L'article 5.1.2 du cahier des charges entre les sociétés PFM et Qualitair, sur les conditions de conservation des marchandises (stockage et transfert), précise notamment que :
" Pour les livraisons sous température dirigée, des véhicules équipés de compartiments frigorifiques et ventilés garantiront, en fonction de la demande et sauf instruction spécifique, les intervalles suivants :
* A température ambiante contrôlée (+15°C/+25°C)
* En réfrigération (+2°C/+8°C), avec prévention de tout risque de congélation
* en congélation (
Le prestataire devra respecter la chaîne des températures et exigera de ses sous-traitants l'application de ces consignes durant toute la durée de la prestation de transport y compris au court des phases de rupture de charges.
L'ensemble des conditions de maintien des températures demandées par l'Expéditeur ou le Donneur d'ordre doit être sous surveillance jusqu'à remise au destinataire ".
Les lettres de transport aérien mentionnaient la nature des marchandises, soit des médicaments, ainsi que l'indication des températures qui devaient être respectées.
Les bons de livraison dressés par la société RJA lors de l'arrivée des marchandises à [Localité 1] révèlent que les consignes quant aux températures à respecter étaient connues.
La société Qualitair a interrogé le 6 janvier 2014 son interlocuteur à [Localité 1] sur la situation des marchandises et sur leur entreposage sous température dirigée et la société Salam Shipping répondait le même jour en précisant que deux colis étaient conservés au réfrigérateur et le 3ème au congélateur.
La société RJA a du reste facturé des frais d'entreposage des marchandises en entrepôts frigorifiques.
Les trois CMR n°99, 100 et 101 de la société Al Muna, pour le transport routier d'[Localité 1] à [Localité 7], portent bien indication de la température à respecter, soit +2°C à +8°C pour les deux premières, -20°C pour la 3ème.

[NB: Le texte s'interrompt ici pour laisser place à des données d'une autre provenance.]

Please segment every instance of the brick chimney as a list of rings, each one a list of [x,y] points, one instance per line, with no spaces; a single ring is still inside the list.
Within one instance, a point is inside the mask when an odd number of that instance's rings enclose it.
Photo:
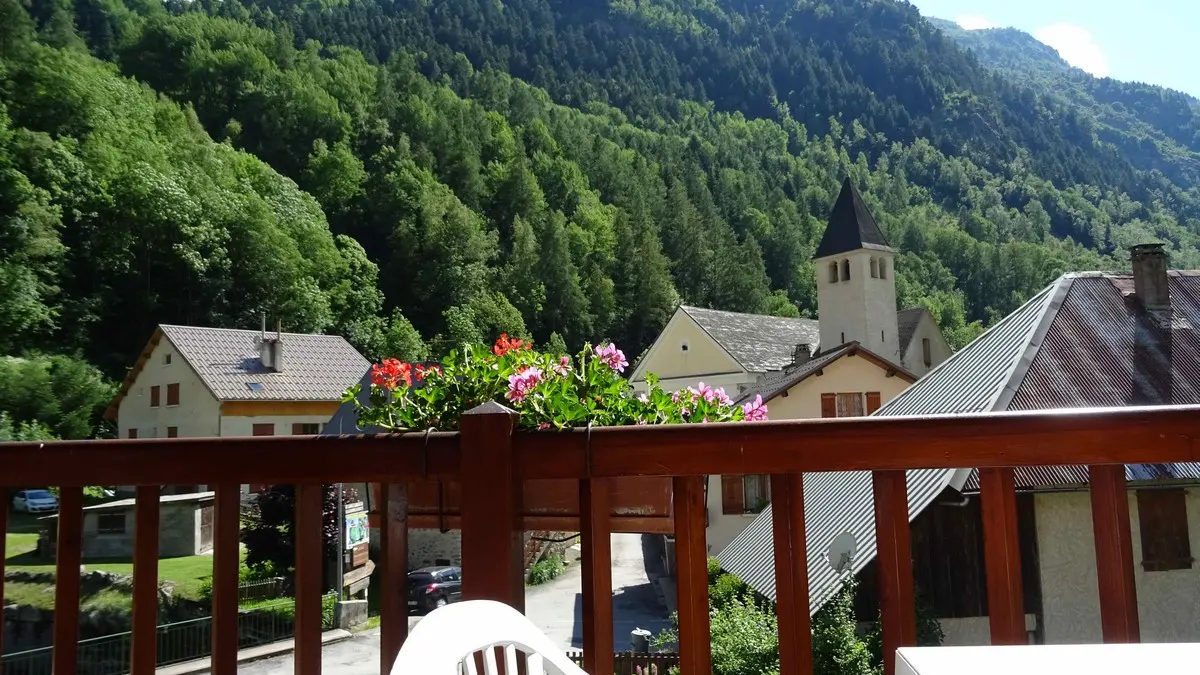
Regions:
[[[1162,244],[1138,244],[1129,249],[1133,262],[1133,292],[1147,311],[1171,312],[1171,291],[1167,282],[1167,252]]]
[[[283,322],[275,320],[275,337],[267,337],[267,315],[262,318],[262,332],[258,344],[258,357],[263,367],[276,373],[283,372]]]

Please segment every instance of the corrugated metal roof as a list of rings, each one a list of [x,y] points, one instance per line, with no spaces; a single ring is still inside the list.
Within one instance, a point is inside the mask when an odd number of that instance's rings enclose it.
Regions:
[[[438,363],[436,361],[423,361],[416,365],[419,365],[422,368],[428,369],[428,368],[432,368],[435,365],[438,365]],[[424,384],[424,380],[418,379],[416,376],[416,372],[415,372],[416,369],[414,368],[413,370],[414,370],[413,384],[416,387],[421,387]],[[359,388],[358,388],[358,397],[357,398],[358,398],[359,403],[363,404],[364,406],[370,406],[371,405],[371,369],[370,368],[368,368],[367,371],[365,373],[363,373],[363,376],[362,376],[362,378],[359,379],[358,384],[359,384]],[[349,387],[346,387],[346,388],[349,389]],[[342,435],[353,435],[353,434],[382,434],[382,433],[387,433],[387,429],[384,429],[382,427],[376,427],[376,426],[371,426],[371,427],[358,426],[358,409],[354,407],[354,403],[347,401],[345,403],[342,403],[340,406],[338,406],[338,409],[333,413],[333,417],[330,417],[329,421],[325,423],[325,427],[323,429],[321,429],[320,435],[322,435],[322,436],[342,436]]]
[[[1174,316],[1168,332],[1129,298],[1127,276],[1065,275],[1031,298],[875,414],[933,415],[1062,406],[1200,402],[1200,272],[1172,272]],[[1169,364],[1169,366],[1168,366]],[[1010,405],[1011,403],[1011,405]],[[1200,463],[1137,464],[1130,481],[1200,480]],[[1017,469],[1018,487],[1087,484],[1086,467]],[[978,490],[974,470],[908,472],[909,519],[948,486]],[[816,611],[838,580],[824,559],[833,537],[858,540],[854,571],[876,552],[874,504],[867,472],[805,474],[809,605]],[[770,510],[718,554],[722,566],[775,597]]]
[[[912,520],[950,483],[953,471],[908,472],[908,517]],[[809,611],[815,613],[838,589],[841,579],[826,559],[833,538],[854,533],[858,543],[852,569],[857,574],[874,557],[875,507],[868,471],[804,474],[804,526],[807,536]],[[751,588],[775,599],[775,558],[771,510],[754,519],[725,550],[721,567]]]
[[[1047,286],[971,344],[875,412],[879,416],[990,410],[1029,345],[1061,280]]]
[[[858,193],[858,188],[846,178],[842,181],[842,191],[829,211],[829,222],[813,259],[863,248],[887,249],[888,242],[875,223],[875,216],[871,215],[871,210]]]
[[[222,401],[336,401],[370,365],[340,335],[283,333],[283,372],[276,373],[259,358],[259,331],[159,328]]]

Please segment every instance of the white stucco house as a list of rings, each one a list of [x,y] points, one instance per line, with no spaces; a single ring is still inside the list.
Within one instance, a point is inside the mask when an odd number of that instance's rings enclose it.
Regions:
[[[1157,245],[1133,249],[1133,273],[1067,274],[893,398],[879,416],[1200,403],[1200,271],[1167,270]],[[1200,464],[1126,466],[1143,642],[1200,641]],[[1035,643],[1102,641],[1088,470],[1018,468],[1026,627]],[[944,644],[988,644],[979,477],[908,472],[913,575]],[[860,619],[873,619],[875,522],[866,472],[805,475],[810,608],[839,580],[824,560],[838,534],[858,541]],[[771,514],[718,558],[773,597]]]
[[[105,417],[121,438],[317,434],[367,366],[338,335],[164,324]]]
[[[630,380],[761,396],[771,419],[869,415],[950,356],[928,310],[897,311],[895,254],[847,179],[813,257],[819,321],[681,306]],[[710,476],[707,498],[715,555],[769,503],[767,477]]]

Le 18 février 2014, en réponse à une interrogation de la société Qualitair sur le chargement de la marchandise, la société Al Muna indiquait que les marchandises avaient été chargées à l'aéroport dans deux camions, l'un à +2 à +8°, l'autre à -20°.
Il peut en être déduit que la société Qualitair avait bien donné les instructions à ses substitués quant aux spécificités des marchandises et au maintien de la chaîne du froid ; qu'elle s'est inquiétée à plusieurs reprises de son respect auprès d'eux.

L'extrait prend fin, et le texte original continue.